Why Play is the Only Serious Business Left

“When I grow up, I want to be just like me.”

I saw that graffiti once. It was scrawled on a peeling concrete wall, tucked behind a row of overgrown ferns. It stopped me. Usually, we talk about growing up as a process of moving away from ourselves—becoming more professional, more productive, more “ready” for a world of spreadsheets and schedules.

But the truth is, adults need the outdoors just as much as kids do. Maybe more.

The Drift of Real Life

Think about the last time you took a long drive. No destination, just the rhythm of the tires on the asphalt and the way the light filters through the trees. Or that moment on a vacation when the Wi-Fi drops out and you’re forced to look at the horizon. You feel a physical shift. The tension in your shoulders, the kind you didn’t even know you were carrying, starts to dissolve.

This isn’t about “recharging” so you can work harder on Monday. It’s about remembering that you are a sensory being. We weren’t built to sit in climate-controlled boxes for 10 hours a day. We were built for movement, for the smell of damp earth, and for the “unexpected discovery” of a mountain road.

Why We Play

In our follow-up practice, we focus on being ready for life. Sometimes, being “ready” means having the agility to jump over a puddle or the lung capacity to laugh until it hurts. Play isn’t a reward for finishing your chores; it is the practice of being alive.
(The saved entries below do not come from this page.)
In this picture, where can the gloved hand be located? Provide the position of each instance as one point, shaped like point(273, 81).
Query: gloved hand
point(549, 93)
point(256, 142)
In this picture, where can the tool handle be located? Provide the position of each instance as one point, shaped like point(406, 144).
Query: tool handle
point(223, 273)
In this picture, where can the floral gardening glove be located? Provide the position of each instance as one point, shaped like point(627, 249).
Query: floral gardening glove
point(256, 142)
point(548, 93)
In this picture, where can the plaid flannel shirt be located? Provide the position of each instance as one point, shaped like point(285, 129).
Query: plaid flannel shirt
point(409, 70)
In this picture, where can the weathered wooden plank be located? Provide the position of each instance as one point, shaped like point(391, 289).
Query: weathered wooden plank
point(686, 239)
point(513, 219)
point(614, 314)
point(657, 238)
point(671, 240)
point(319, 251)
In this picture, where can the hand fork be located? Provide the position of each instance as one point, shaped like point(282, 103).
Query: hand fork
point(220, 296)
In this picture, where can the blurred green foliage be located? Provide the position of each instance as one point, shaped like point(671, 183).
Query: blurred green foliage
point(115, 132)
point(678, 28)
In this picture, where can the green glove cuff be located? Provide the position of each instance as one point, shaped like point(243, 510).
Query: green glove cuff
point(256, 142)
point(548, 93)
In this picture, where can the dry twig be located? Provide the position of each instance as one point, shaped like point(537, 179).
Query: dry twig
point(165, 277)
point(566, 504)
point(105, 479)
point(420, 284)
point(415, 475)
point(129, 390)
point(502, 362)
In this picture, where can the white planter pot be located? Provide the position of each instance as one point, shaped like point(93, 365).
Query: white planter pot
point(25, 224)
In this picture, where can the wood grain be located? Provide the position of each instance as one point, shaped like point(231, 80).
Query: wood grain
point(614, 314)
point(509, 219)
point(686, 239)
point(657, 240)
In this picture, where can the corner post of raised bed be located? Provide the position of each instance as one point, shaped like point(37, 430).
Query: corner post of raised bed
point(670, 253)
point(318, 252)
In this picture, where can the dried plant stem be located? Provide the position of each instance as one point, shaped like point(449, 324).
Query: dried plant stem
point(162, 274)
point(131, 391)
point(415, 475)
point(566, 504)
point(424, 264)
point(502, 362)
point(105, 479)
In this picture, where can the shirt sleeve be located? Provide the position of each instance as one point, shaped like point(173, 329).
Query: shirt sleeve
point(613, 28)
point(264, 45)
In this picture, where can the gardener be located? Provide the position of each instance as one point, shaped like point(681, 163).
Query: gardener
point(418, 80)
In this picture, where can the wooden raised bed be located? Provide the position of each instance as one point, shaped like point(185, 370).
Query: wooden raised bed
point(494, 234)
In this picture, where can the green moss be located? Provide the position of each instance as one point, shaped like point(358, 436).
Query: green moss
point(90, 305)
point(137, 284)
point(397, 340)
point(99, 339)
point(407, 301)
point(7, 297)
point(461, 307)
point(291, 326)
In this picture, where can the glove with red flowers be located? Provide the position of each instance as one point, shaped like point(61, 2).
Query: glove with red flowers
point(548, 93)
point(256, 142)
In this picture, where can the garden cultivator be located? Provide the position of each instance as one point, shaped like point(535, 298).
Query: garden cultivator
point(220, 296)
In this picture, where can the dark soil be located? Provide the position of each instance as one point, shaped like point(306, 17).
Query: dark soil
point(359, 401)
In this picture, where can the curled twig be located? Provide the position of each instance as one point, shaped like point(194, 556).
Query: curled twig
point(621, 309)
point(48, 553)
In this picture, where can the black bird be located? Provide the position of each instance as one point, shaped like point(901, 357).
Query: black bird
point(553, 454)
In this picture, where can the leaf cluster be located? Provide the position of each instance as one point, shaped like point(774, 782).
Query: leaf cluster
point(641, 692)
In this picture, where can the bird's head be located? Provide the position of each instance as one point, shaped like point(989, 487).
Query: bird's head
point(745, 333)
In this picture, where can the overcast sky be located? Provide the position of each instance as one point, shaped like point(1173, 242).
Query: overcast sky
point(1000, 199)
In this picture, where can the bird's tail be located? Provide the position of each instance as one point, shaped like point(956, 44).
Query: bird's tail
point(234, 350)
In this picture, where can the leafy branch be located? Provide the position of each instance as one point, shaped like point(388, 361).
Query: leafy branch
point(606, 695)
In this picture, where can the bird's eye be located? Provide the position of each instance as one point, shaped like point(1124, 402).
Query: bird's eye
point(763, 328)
When kids go outside, they don’t have a “goal.” They aren’t tracking their steps or optimizing their heart rate. They are just there. As adults, we’ve lost that. We’ve replaced curiosity with “performance.” We go to the gym to “fix” ourselves, but we go to nature to find ourselves.

The Miyazaki Perspective

Hayao Miyazaki, the master storyteller, understood this balance. Unlike the endless loops of modern series designed to keep you glued to a screen, Miyazaki created movies—singular, hour-long journeys. He famously said he wanted children to watch a story, feel the wonder of the world, and then—crucially—turn off the TV and go outside to play. He didn’t want to capture their attention; he wanted to spark their curiosity and then release them back into the real world.

We should treat our lives the same way. Use the tools, do the practice, but then step out. Whether it’s a CompassDrift Journey or just a walk to the end of the street, the goal is the same: to get back to the person who wrote that graffiti.

Stay curious.

When was the last time you followed a path without checking the map first?